EGAD Library Manual

Energy Function

Vacuum Energies

The vacuum components of the EGAD forcefield model the energies of molecules without the presence of solvent. It is useful to separate these components from those that consider solvent effects because the physics of molecular interactions in vacuum is well understood and relatively easy to calculate.

EGAD employs the OPLS all-atom forcefield to model its vacuum energies. This is a field similar to the AMBER or CHARMM fields used in molecular mechanics simulations. It consists of a simple Lennard-Jones term for Van-der-Waals (VDW) interactions and a coulombic term for electorstatics. Both of these components are atom-wise: that is, they can be broken down to a sum of comparisons between each atom in the molecules being compared.

Lennard-Jones

VDW forces are present in any interaction between two atoms. They have both an attractive and a repulsive component. At long distances, the attractive component acts to bring atoms closer together. Conversely, at close distances, the repulsive component acts to push them apart. Each atom type has an equilibrium radius at which the forces balance in an energy minimum.
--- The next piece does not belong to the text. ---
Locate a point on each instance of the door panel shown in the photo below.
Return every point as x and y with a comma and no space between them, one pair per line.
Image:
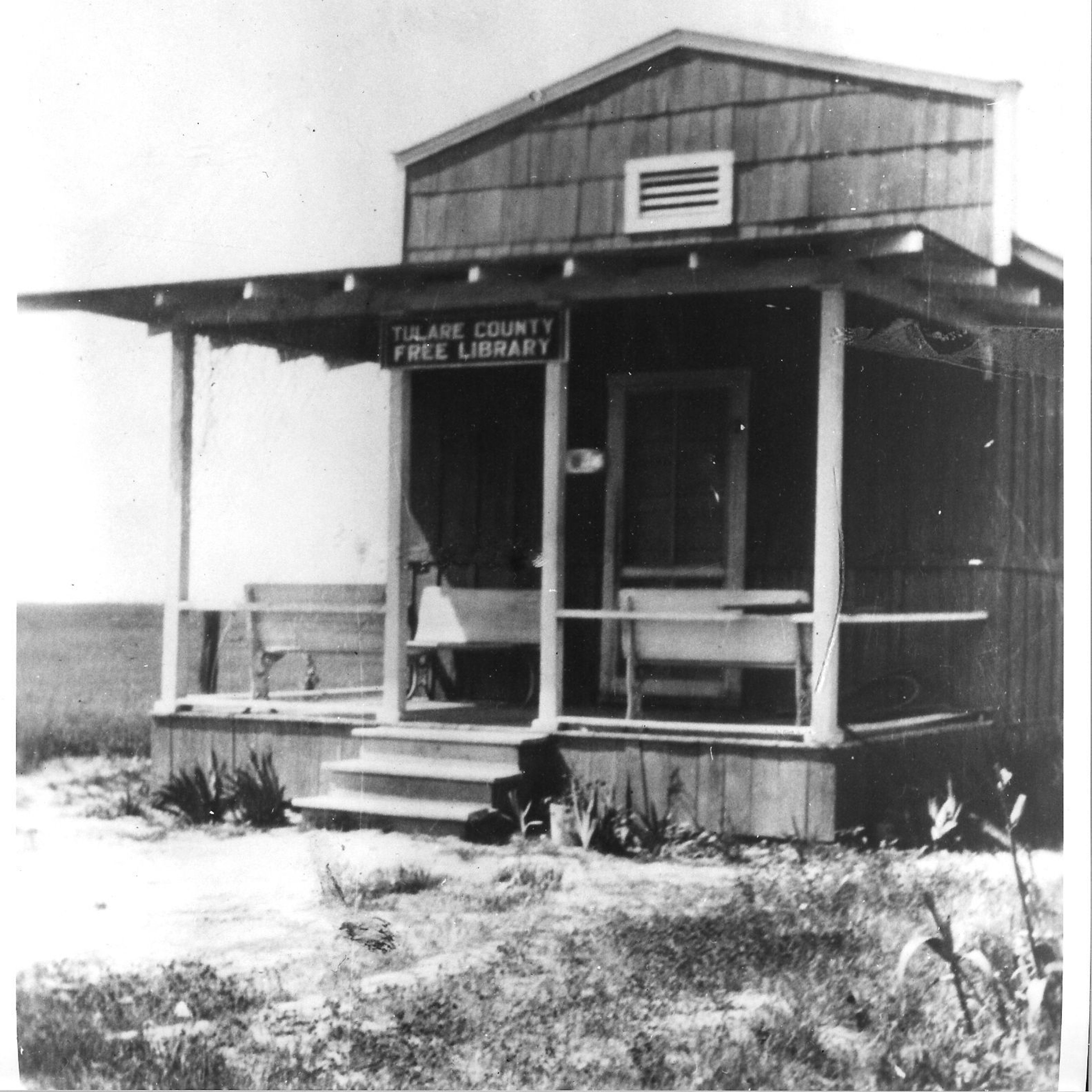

A common approximation of the VDW potential is the Lennard-Jones (or 6-12) potential:

E=4*epsilon*(sigma^12/r^12-sigma^6/r^6)

Where sigma is the equilibrium raidus, r is the current distance between atoms, and epsilon is an empirical value called the well-depth. Computationally, one advantage of this potential is that the 12th power term (repulsive) is easy to calculate once the 6th power term (attractive) has been determined.
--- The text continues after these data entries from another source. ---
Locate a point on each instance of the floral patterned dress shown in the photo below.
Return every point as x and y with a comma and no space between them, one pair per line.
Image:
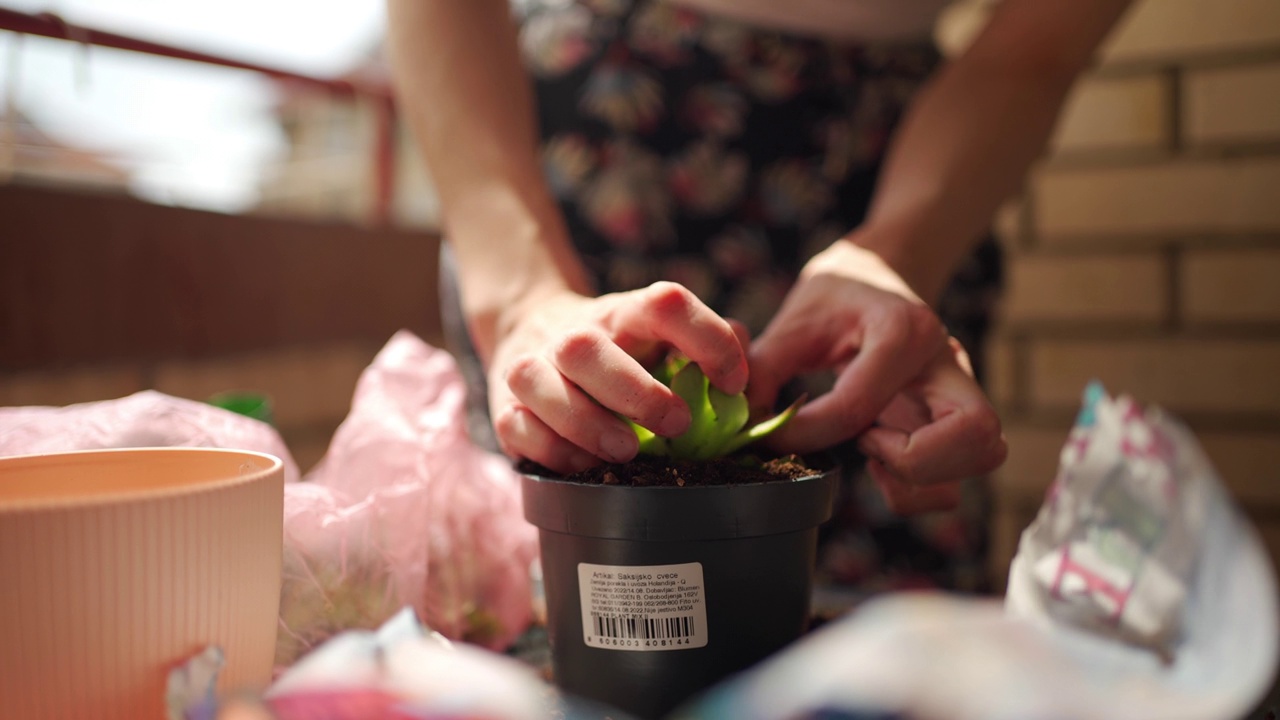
720,155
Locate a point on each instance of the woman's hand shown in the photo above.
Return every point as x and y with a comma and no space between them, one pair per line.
904,387
566,364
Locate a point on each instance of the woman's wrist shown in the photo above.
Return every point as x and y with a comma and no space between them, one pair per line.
910,253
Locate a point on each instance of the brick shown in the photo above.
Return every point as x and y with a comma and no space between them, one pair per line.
1008,224
1174,30
1183,374
1001,379
68,387
1232,286
307,387
1233,105
1247,463
1130,113
1185,197
1031,465
1091,288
It is immediately obvious that there a number of parameters that we will have to load to use this energy term. We need to know the equilibrium radii and well-depths for every atom type compared to every other type. This is data that is taken from OPLS and resides in an input file called the Forcefield File. We used this file earlier to load data about what atom types were available.

In EGAD Library, the data for this energy term is stored internally in a VDWParams class. After initializing this class off of the Forcefield File, we can use it immediately to create a LennardJones energy term:

Example 3.1: Setting up the Lennard-Jones energy term

// Continue from example 2.9

// Load the VDW parameters from the Forcefield File
VDWParams vdwParameters;
vdwParameters.Load(forcefield, atomTypes);

// Create the Lennard-Jones energy term
LennardJones energyLJ(&myProtein, &vdwParameters);

You might notice that this is pretty easy, compared to setting up the physical model. Most of the hard work has already been done! Creating an energy function basically consists of telling your client application which energy terms you want it to use to score your protein conformations, and where it can find the data to do that scoring.

Important

Take note of the constructor for LennardJones. It accepts parameters by pointer. This is a convention in EGAD Library. It means that LennardJones is not making an internal copy of myProtein or vdwParameters. Instead, it will refer directly to those objects when making energy calculations. This also means that changes in myProtein and vdwParameters will be reflected in the behavior of LennardJones.

Scaling Equilibrium Radii

We mentioned earlier that the physical model makes approximations like using rotamers and a fixed backbone and that these approximations would have implications on our energy function. The black curve below shows a typical Lennard-Jones calculation for two atoms moving towards each other:

Lennard-Jones Graph

The important thing to note is the steepness of the repulsive force as the atoms approach each other. If the rotamer is even a tenth of an angstrom off, it could result in a huge difference in energy that would not be physically realistic (due to relaxation of the side-chain's conformation). The same holds for errors due to the fixed backbone approximation.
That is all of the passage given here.